Por Desembargador José Cruz Macedo* — A quantidade crescente de demandas que ingressam no Poder Judiciário do Distrito Federal tem motivado preocupação e acompanhamento minucioso pela gestão do sistema de Justiça, pois assoberba os serviços judiciários e exige maiores esforços dos magistrados e servidores para uma resposta rápida e qualificada aos conflitos de interesses que pedem uma solução justa.
Detectou-se que parte dessas ações versa sobre contratos que preveem a escolha do foro para o trâmite das demandas neles fundadas, muitas vezes aleatórias e sem nenhuma referência ou vínculo com as partes.
Essa eleição de foro, por assim dizer, pode ser explicada pela celeridade com que tramitam os processos na Justiça do DF e pela qualidade dos seus julgados, atestada por seguidas premiações máximas do Conselho Nacional de Justiça.
Aliam-se a isso o baixíssimo valor recolhido a título de custas judiciais no Distrito Federal, se comparado à média praticada na Justiça Estadual brasileira, o que espelha um paradoxo ante os altos indicadores socioeconômicos da população, e a mudança substancial ocorrida nos últimos anos com a massificação do uso do processo judicial eletrônico, que facilita sobremaneira a atuação processual.
Esse cenário demonstra que os litigantes são verdadeiramente "incentivados" a acionar o Judiciário do DF, mas essa realidade não pode justificar essa distribuição de processos, dado que prejudica a prestação jurisdicional e dificulta a administração judiciária, a qual depende de número de magistrados e servidores definido por preceitos legais e considera informações estatísticas alusivas aos habitantes das regiões administrativas do respectivo território.
Ora, o TJDFT é o único tribunal com competência estadual sujeito à emenda constitucional que instituiu o teto dos gastos públicos, uma vez que é mantido e organizado pela União, enquanto é indiscutível a sua natureza local, pois dimensionado para uma população de cerca de três milhões de habitantes. Desse modo, as condições mencionadas não podem "nacionalizar" o Judiciário local.
Ao verificar esse excesso de judicialização, o Centro de Inteligência do TJDFT desenvolveu estudo sobre a incompetência territorial nas ações em que não há fator de ligação entre a causa e o foro local, que apurou grande porção de casos em que a Justiça do Distrito Federal foi escolhida pela parte autora residente em outro Estado da Federação, seja em razão de a sede do réu localizar-se no Distrito Federal, mesmo tendo unidades em todo o território nacional, seja em razão da existência de cláusula de eleição de foro no contrato subjacente.

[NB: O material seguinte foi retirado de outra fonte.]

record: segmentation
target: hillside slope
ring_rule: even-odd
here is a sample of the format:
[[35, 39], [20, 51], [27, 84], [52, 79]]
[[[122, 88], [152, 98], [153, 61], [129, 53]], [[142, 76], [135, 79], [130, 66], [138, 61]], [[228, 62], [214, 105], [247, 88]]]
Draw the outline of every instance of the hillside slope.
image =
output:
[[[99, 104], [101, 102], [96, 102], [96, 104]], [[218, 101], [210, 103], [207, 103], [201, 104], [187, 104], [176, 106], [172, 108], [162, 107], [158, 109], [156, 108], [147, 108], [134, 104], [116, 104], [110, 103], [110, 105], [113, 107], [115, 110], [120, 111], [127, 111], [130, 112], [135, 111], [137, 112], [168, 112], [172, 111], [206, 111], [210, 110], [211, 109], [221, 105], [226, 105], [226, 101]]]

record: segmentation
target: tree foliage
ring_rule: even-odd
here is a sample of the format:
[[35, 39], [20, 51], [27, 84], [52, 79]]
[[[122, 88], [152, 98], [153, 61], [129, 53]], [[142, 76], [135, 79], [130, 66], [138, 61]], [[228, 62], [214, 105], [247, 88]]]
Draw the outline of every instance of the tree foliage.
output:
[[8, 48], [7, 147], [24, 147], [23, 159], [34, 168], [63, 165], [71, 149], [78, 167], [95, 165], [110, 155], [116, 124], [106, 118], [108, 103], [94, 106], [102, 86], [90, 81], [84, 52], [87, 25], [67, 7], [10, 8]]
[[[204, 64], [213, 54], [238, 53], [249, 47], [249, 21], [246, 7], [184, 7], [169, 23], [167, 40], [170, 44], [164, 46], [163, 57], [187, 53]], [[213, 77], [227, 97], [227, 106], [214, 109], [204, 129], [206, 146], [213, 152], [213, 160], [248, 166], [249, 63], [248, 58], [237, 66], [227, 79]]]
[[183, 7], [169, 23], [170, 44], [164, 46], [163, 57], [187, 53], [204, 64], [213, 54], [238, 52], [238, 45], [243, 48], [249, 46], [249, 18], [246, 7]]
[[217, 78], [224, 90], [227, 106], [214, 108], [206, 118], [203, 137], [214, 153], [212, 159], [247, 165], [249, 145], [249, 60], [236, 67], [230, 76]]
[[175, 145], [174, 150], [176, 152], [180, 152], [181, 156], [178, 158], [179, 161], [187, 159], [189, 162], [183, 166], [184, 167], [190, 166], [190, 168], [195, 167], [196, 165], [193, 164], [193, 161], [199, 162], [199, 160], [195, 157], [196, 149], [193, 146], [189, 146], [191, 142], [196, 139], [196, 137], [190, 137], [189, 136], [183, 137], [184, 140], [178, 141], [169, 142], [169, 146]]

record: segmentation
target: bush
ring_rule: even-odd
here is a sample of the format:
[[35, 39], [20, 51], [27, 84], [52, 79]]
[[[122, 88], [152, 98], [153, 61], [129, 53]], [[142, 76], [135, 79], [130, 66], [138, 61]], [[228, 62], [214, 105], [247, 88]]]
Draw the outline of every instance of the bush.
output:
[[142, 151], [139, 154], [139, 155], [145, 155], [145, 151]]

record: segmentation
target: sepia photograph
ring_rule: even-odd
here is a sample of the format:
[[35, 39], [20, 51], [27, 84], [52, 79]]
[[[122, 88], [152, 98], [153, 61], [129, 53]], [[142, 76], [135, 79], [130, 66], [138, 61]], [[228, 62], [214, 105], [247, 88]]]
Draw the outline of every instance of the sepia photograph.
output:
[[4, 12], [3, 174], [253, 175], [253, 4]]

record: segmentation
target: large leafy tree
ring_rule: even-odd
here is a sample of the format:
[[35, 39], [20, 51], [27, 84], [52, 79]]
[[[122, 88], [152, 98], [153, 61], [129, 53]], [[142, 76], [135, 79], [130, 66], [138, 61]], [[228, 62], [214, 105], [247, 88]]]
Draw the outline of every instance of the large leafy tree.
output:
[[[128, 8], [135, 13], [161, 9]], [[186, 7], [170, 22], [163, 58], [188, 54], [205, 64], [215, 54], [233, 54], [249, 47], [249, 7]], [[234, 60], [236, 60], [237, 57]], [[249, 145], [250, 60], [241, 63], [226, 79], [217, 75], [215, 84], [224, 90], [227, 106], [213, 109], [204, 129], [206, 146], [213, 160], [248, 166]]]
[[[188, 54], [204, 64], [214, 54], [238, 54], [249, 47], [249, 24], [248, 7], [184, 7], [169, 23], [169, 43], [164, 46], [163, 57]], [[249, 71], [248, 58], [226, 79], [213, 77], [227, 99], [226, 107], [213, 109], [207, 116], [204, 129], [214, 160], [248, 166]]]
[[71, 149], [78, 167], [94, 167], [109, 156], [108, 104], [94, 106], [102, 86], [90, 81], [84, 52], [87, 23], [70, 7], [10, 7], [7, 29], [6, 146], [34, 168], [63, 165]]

O exame da competência territorial e dos objetivos do legislador ao elencar os critérios para definição do foro competente foram aprofundados e ficou assentado que a competência territorial deve vincular-se à existência dos chamados "fatores de ligação", isto é, à pertinência entre os elementos do processo e o órgão jurisdicional.
A partir de uma visão panorâmica do sistema processual civil, entendeu-se que a competência territorial, apesar de relativa e observar normas de interesse privado, não está totalmente disponível a critérios pessoais do autor, de modo que a escolha aleatória e injustificada do foro não é lícita, dificulta o exercício do direito de defesa e burla a organização judiciária para a melhor distribuição dos feitos e agilização dos julgamentos.
Do contrário, haveria desrespeito à lógica do sistema processual, ao lado do crescimento artificial verificado na desproporcionalidade do número de demandas num órgão do Poder Judiciário em detrimento de outros, sobrecarregando a utilização dos recursos disponíveis e a capacidade de atendimento aos usuários.
Embora o conceito de competência territorial possa ter sido superado pela consolidação do uso do processo judicial eletrônico, um controle criterioso da competência é necessário, sob pena de desvirtuamento do princípio do juiz natural e em prejuízo de uma gestão eficiente do sistema de justiça.
Assim, a iniciativa legislativa que altera norma processual para estabelecer que a eleição de foro deve guardar pertinência com o domicílio das partes ou com o local da obrigação e que o ajuizamento de ação em juízo aleatório constitui prática abusiva, passível de declinação de competência de ofício, pendente de aprovação parlamentar, terá efeito positivo no funcionamento da Justiça do DF, para que seja mantida a excelência da prestação jurisdicional que tanto orgulha a nossa sociedade.
*Presidente do Tribunal de Justiça do Distrito Federal e Territórios (TJDFT).